Nevertheless, TRANSCEND is a large, well-designed trial, Dr. Tuttle said.
“I think we're learning that we can't extrapolate from trials of patients with overt kidney disease to necessarily other populations who are treated with angiotensin receptor blockers in terms of their effects on the kidney.”
Albuminuria and Kidney Function
The study points out another area for further exploration—urinary albumin excretion as a marker of renal function, the authors noted. In the study, telmisartan reduced albuminuria, but individuals who had a reduction in GFR also had a reduction in albuminuria.

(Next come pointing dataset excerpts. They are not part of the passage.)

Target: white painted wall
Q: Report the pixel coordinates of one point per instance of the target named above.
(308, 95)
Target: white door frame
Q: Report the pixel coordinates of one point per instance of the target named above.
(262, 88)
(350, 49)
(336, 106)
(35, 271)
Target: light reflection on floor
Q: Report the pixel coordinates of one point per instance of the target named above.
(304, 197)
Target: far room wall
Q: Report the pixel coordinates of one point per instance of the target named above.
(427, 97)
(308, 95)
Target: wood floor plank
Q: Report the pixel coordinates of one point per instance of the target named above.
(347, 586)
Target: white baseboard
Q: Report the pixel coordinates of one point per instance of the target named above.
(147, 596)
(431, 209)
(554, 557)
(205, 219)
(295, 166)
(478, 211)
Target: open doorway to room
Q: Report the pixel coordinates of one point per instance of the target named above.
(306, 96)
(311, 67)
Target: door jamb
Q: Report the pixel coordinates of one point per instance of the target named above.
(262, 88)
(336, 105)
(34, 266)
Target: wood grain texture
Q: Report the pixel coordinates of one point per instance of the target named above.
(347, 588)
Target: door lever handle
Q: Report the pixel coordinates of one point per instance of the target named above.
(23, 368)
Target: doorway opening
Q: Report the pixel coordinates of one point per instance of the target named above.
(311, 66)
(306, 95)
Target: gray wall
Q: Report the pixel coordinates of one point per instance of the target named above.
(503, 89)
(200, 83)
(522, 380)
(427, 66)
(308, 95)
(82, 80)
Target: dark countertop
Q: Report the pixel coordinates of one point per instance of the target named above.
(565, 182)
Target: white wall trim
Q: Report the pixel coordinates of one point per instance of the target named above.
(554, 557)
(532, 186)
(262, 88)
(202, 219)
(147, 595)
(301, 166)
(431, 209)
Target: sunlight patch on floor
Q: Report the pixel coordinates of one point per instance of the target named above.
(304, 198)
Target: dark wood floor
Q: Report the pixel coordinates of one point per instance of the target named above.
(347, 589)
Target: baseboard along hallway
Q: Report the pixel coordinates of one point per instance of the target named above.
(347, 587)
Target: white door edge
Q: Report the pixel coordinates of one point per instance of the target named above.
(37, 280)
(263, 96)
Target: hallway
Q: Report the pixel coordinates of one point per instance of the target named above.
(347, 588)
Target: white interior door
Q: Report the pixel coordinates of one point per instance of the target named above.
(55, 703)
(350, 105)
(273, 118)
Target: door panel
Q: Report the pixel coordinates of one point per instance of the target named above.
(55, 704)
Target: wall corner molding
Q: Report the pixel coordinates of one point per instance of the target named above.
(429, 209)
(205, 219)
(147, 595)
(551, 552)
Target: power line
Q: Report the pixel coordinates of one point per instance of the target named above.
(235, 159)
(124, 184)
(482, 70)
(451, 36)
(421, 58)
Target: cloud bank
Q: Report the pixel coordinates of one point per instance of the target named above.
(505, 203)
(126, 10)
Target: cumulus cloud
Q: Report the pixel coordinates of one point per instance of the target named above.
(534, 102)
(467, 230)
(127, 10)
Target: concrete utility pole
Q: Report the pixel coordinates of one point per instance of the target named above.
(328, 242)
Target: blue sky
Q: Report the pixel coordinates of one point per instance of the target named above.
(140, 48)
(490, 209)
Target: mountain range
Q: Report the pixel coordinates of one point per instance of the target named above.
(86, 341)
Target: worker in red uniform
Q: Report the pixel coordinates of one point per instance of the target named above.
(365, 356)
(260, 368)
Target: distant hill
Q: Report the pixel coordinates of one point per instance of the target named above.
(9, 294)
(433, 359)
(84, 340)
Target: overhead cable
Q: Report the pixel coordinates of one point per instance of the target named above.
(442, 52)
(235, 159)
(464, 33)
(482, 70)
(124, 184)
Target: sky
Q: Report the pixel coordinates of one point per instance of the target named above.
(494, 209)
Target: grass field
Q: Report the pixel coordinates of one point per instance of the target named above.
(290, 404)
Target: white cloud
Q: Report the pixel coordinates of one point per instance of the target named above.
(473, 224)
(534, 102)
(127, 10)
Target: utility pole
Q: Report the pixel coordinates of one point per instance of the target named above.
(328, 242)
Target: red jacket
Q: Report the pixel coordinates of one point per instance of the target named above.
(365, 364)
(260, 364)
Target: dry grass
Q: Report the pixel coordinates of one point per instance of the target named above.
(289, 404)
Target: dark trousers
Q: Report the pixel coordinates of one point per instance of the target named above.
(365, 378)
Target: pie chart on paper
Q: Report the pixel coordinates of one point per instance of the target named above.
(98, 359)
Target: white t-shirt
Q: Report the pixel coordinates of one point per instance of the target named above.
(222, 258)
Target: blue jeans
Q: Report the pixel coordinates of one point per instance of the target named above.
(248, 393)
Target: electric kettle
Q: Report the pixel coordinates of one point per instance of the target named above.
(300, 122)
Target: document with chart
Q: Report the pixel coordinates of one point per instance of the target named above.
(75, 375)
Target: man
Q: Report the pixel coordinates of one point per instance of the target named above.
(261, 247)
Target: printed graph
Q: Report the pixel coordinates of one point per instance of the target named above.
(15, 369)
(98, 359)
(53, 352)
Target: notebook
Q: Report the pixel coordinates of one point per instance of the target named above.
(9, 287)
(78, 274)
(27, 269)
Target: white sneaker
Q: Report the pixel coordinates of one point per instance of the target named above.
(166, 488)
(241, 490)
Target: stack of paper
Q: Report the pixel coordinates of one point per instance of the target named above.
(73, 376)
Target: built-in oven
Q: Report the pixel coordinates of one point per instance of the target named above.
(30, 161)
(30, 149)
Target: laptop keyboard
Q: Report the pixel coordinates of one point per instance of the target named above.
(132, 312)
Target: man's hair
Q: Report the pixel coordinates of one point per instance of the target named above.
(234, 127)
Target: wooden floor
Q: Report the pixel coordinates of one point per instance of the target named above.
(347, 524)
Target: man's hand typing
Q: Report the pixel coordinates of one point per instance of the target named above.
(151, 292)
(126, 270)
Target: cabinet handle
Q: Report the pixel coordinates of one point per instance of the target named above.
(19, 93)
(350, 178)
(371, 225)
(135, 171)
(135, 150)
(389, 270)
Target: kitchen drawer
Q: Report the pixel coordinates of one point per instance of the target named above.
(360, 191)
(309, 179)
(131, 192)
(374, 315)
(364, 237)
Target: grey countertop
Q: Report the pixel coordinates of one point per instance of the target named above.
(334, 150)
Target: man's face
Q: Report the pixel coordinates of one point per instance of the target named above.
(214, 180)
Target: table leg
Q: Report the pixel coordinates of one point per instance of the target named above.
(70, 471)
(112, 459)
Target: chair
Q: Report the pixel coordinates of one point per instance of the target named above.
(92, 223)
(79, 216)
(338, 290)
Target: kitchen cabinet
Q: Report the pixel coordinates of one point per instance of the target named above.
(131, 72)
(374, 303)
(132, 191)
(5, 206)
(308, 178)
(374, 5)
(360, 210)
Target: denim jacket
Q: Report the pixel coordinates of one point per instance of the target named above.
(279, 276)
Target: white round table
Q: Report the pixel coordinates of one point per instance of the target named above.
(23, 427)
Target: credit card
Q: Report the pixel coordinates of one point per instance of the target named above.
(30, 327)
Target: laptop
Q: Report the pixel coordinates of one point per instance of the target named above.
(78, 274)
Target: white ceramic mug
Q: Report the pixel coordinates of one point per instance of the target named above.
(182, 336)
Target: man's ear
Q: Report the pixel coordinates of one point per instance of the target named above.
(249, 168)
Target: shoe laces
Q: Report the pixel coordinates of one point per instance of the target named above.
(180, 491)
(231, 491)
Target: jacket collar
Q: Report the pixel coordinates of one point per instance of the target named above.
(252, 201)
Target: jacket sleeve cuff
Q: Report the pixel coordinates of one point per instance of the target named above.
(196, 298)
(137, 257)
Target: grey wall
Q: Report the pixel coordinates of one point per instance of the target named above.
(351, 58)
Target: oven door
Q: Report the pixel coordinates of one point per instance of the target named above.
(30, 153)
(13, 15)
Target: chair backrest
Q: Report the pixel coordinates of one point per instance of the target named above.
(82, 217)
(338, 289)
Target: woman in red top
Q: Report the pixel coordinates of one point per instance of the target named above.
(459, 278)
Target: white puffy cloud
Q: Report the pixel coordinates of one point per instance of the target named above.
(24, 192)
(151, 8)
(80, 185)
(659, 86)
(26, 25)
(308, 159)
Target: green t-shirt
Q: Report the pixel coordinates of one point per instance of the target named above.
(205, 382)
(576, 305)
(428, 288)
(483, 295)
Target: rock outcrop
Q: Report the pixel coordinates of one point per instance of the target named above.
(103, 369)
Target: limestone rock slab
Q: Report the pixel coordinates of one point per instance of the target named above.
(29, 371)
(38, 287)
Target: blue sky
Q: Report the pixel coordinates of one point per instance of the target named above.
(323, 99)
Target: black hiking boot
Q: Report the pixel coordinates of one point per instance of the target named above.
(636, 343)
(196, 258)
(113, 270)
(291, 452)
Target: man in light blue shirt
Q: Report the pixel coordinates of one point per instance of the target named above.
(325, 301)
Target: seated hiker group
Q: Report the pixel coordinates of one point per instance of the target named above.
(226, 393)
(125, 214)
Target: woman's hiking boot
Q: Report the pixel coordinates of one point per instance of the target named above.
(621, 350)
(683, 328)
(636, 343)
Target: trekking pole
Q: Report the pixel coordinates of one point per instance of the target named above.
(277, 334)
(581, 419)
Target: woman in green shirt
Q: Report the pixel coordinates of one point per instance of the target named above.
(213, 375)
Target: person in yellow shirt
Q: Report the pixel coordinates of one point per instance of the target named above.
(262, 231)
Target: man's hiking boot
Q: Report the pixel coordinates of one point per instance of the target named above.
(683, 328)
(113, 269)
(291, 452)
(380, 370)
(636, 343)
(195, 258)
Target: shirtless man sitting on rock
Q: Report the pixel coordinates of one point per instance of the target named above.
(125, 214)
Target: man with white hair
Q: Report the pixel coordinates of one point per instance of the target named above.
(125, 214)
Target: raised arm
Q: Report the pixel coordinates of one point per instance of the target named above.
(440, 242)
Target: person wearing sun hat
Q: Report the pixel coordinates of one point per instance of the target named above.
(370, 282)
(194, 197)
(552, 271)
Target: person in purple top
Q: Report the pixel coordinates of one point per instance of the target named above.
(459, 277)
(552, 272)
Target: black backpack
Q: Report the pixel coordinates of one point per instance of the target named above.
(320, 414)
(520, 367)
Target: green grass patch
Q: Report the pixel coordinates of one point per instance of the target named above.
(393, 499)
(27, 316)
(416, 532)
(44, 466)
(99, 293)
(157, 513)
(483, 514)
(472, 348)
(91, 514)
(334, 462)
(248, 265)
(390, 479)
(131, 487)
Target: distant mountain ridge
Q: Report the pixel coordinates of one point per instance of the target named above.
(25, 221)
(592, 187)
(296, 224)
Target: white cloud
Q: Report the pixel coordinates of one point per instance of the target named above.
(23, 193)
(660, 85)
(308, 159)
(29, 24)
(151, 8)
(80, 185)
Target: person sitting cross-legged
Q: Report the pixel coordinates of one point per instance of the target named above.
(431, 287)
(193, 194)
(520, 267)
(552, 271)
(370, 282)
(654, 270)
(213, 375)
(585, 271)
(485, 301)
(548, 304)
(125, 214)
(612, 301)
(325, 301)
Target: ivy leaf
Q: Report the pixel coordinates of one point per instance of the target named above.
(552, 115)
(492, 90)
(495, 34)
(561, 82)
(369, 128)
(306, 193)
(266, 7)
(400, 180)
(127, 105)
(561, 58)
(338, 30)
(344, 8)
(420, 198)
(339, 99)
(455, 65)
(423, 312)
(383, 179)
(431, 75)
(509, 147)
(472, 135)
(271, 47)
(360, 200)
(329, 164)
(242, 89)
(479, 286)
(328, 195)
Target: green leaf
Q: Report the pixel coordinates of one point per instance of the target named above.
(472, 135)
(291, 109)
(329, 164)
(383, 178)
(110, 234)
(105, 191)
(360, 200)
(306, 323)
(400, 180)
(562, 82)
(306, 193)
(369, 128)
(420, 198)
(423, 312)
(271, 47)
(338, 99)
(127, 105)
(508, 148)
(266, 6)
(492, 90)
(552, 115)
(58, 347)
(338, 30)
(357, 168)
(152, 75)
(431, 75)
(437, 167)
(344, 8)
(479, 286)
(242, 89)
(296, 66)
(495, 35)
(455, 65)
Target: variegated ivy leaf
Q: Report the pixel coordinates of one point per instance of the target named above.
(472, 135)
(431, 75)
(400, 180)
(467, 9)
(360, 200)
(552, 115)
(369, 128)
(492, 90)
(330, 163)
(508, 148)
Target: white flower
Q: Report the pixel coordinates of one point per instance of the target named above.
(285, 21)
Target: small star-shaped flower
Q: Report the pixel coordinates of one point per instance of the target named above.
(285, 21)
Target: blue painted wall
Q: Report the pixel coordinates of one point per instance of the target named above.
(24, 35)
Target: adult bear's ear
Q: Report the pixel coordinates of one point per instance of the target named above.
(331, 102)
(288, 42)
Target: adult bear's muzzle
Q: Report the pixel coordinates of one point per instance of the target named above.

“We've typically believed that higher levels of albuminuria predict loss of kidney function, and that is true in the people that those of us in nephrology tend to study, which is people with overt kidney disease and heavy proteinuria,” Dr. Tuttle said.
“But in these people with lower levels of albuminuria who were treated with an ARB, that reduction in albuminuria didn't necessarily predict better kidney function, but in fact they had less of an increase [in albuminuria] with more of a decrease in GFR. That argument that it's going to be a marker of kidney function across all stages of disease is open to question.”